5 Delicious Medicine Ball Recipes to Boost Your Workout
Whether you’re a seasoned athlete or just starting with your fitness journey, the right nutrition can be a game-changer. Pre and post-workout snacks play a crucial role in preparing and recovering from physical activity. Have you ever considered using medicine balls in your exercises? These balls, ranging from 2 to 25 pounds, help to strengthen and tone your muscles, and they can be integrated into various exercises like squats, lunges, and twists. In addition to this, they can also make for delicious and nutritious snacks if prepared correctly. Here are five medicine ball recipe ideas to help you fuel up for your workout.
1. Dark Chocolate Peanut Butter Medicine Ball
Who doesn’t love chocolate and peanut butter? Combine that with a few healthy ingredients, and you have yourself a perfect snack. Start with a cup of old-fashioned oats and mix in two tablespoons of creamy peanut butter, two tablespoons of honey, two tablespoons of flaxseed meal, two tablespoons of unsweetened cocoa powder, and two tablespoons of dark chocolate chips. Add a dash of salt, and mix in a blender or food processor until everything is finely chopped. Roll the mixture into balls and chill in the fridge until set.
2. Banana Oatmeal Medicine Ball
This simple yet effective recipe requires only three ingredients – bananas, oats, and cinnamon. Mix one-and-a-half cups of rolled oats, two ripe bananas, and one teaspoon of cinnamon in a food processor until everything is thoroughly blended. Roll the mixture into balls, and let them set in the fridge for at least thirty minutes. You can also add your favorite nuts or peanut butter for a creamier texture.

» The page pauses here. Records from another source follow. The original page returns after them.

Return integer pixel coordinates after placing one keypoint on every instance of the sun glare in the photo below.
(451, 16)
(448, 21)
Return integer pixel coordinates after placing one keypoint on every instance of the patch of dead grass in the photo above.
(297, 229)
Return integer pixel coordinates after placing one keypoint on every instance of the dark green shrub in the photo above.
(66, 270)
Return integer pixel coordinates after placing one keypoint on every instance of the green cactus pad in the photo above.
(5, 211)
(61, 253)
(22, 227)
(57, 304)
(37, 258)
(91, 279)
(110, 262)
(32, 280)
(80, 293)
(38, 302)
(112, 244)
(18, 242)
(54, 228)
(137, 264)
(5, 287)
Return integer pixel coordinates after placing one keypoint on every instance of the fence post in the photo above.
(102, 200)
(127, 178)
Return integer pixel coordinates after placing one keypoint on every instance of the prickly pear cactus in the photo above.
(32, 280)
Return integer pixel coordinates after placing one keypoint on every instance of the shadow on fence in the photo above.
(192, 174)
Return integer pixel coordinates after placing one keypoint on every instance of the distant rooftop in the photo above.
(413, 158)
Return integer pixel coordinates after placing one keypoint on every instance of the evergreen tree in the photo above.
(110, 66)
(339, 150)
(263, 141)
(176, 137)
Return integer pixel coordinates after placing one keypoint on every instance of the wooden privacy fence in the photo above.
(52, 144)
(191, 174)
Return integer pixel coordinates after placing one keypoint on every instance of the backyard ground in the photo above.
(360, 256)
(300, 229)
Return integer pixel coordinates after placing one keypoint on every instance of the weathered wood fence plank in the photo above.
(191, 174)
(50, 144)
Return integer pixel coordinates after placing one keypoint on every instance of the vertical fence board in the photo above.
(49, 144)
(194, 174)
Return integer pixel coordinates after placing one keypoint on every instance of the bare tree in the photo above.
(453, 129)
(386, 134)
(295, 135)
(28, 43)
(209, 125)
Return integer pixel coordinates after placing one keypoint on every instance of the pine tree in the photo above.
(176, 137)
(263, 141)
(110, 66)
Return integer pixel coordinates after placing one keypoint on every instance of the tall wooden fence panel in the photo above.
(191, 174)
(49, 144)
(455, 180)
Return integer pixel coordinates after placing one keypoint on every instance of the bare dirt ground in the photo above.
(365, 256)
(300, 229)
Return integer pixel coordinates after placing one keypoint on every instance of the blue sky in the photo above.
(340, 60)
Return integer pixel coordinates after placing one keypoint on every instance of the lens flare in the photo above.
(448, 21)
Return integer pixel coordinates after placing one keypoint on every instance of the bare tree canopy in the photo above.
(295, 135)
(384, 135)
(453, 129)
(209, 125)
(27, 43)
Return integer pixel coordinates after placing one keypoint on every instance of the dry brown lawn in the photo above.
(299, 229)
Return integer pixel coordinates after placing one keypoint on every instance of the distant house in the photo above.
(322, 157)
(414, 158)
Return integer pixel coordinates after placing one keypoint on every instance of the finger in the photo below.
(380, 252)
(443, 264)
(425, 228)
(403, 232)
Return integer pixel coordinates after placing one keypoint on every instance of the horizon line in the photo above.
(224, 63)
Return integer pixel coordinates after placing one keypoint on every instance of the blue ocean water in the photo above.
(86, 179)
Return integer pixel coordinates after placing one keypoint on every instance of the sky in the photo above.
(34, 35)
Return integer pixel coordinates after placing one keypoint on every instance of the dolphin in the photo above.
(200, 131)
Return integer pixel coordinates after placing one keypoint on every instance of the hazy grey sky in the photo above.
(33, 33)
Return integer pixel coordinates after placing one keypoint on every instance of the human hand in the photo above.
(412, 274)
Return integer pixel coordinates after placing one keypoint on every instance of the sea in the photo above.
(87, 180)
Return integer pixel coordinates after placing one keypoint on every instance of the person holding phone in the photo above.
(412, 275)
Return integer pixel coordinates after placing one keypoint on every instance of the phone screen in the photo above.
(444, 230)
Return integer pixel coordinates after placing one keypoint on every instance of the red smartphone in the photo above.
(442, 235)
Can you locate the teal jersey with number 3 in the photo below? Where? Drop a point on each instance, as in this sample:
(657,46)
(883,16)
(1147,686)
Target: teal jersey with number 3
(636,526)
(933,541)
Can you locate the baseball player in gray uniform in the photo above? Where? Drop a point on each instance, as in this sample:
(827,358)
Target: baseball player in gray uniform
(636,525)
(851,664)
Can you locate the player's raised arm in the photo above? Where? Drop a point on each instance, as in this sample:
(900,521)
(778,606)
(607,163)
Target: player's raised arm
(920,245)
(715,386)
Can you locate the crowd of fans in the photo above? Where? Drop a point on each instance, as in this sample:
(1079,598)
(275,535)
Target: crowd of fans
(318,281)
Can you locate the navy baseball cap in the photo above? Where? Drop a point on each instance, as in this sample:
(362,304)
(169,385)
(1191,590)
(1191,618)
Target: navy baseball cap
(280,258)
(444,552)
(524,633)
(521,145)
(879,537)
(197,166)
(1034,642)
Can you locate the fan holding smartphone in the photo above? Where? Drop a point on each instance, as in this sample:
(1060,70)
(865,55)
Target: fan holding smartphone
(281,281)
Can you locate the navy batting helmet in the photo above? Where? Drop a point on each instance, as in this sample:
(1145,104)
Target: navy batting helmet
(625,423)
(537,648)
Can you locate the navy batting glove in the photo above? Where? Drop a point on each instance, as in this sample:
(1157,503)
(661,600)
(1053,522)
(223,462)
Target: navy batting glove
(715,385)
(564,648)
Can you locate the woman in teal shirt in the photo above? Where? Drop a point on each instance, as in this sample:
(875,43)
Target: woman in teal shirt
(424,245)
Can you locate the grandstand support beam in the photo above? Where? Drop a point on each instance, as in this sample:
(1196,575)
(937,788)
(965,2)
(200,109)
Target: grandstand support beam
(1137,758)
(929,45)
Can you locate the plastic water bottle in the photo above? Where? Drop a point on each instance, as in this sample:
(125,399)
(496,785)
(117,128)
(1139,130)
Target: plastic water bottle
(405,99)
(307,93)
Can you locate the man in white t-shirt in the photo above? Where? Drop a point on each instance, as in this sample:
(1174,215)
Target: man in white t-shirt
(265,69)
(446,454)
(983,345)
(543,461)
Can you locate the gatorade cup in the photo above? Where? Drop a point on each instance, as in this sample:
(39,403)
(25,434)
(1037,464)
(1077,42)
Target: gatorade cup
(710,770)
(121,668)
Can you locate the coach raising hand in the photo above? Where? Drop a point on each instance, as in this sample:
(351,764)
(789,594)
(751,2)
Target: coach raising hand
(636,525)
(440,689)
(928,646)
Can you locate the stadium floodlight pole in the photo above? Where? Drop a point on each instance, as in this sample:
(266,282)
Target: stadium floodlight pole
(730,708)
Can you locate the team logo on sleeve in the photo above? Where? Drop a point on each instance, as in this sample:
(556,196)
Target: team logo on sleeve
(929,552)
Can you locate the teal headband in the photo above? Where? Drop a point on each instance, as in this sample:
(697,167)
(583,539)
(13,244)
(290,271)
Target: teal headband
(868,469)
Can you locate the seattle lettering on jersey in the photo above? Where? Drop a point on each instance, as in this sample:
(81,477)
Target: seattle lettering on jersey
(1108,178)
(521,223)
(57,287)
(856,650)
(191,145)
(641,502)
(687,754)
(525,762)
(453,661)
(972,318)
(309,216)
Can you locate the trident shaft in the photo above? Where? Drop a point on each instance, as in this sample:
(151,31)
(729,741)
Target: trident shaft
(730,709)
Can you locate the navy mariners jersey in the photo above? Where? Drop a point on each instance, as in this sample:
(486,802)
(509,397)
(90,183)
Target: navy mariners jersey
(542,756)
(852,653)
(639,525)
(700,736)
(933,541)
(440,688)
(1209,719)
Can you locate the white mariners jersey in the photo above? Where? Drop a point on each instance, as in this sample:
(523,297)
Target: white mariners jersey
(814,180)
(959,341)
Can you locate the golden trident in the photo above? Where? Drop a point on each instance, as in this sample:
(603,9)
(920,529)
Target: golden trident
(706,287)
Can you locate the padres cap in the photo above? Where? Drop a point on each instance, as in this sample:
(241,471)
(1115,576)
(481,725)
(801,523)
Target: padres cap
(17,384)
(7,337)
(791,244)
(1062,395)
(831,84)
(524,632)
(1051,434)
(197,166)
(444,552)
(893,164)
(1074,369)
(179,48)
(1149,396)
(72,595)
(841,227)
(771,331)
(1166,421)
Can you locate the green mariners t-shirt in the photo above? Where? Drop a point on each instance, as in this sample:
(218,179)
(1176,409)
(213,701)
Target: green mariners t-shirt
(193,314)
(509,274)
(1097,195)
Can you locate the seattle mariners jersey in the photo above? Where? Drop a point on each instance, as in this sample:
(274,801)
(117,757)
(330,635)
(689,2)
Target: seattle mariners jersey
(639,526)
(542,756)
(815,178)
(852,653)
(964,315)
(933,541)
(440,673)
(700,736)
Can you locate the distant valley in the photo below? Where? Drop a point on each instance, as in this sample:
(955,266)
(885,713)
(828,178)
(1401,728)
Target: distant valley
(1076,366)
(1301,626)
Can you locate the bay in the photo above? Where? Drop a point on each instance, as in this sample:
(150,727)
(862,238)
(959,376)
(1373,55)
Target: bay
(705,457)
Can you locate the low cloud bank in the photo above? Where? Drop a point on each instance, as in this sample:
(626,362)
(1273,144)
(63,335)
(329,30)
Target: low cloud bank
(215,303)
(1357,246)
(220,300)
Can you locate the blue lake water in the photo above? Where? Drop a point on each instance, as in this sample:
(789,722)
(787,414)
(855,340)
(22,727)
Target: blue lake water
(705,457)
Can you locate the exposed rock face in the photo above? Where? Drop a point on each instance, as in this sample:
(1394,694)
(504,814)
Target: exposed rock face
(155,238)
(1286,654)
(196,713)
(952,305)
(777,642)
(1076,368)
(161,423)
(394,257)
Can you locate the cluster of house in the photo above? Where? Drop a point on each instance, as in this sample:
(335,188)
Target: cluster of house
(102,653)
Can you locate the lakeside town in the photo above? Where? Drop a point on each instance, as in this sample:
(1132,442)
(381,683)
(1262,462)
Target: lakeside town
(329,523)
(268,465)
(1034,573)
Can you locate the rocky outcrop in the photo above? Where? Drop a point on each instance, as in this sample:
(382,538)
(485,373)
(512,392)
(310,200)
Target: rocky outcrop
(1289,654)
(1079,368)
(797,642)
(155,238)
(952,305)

3. Cherry Almond Medicine Ball
Who says medicine balls can’t be fancy? This recipe is a perfect blend of tart and sweet flavors, along with the health benefits of almonds. Begin with one cup of dried cherries, one cup of almonds, two tablespoons of honey, one teaspoon of vanilla extract, and a pinch of salt. After adding them to a food processor, blend the mixture until it forms a smooth paste. Roll the dough into golf ball-sized portions and let it chill in the fridge for at least an hour.
4. Blueberry Lemon Medicine Ball
This recipe is perfect for those who love fruity flavors. Mix one-and-a-half cups of cashews, one cup of blueberries, two tablespoons of honey, one tablespoon of lemon zest, and one tablespoon of lemon juice in a food processor until smooth. You can add more honey if you prefer it sweeter. Roll the mixture into small balls, and chill them in the fridge until firm.
5. Cinnamon Raisin Medicine Ball
This recipe is a classic, and it’s perfect for people who prefer a spicier flavor. Start with one-and-a-half cups of cashews, one-and-a-half cups of raisins, two tablespoons of honey, two teaspoons of cinnamon, and a dash of salt. Blend everything until smooth, and roll them into small balls. Chill the balls in the fridge until they are set.
Taking care of your nutrition doesn’t have to be boring. These medicine ball recipes are simple, delicious, and nutritious. They provide you with the necessary energy to power through your workout routine and help you recover faster. Give them a try, and you won’t be disappointed.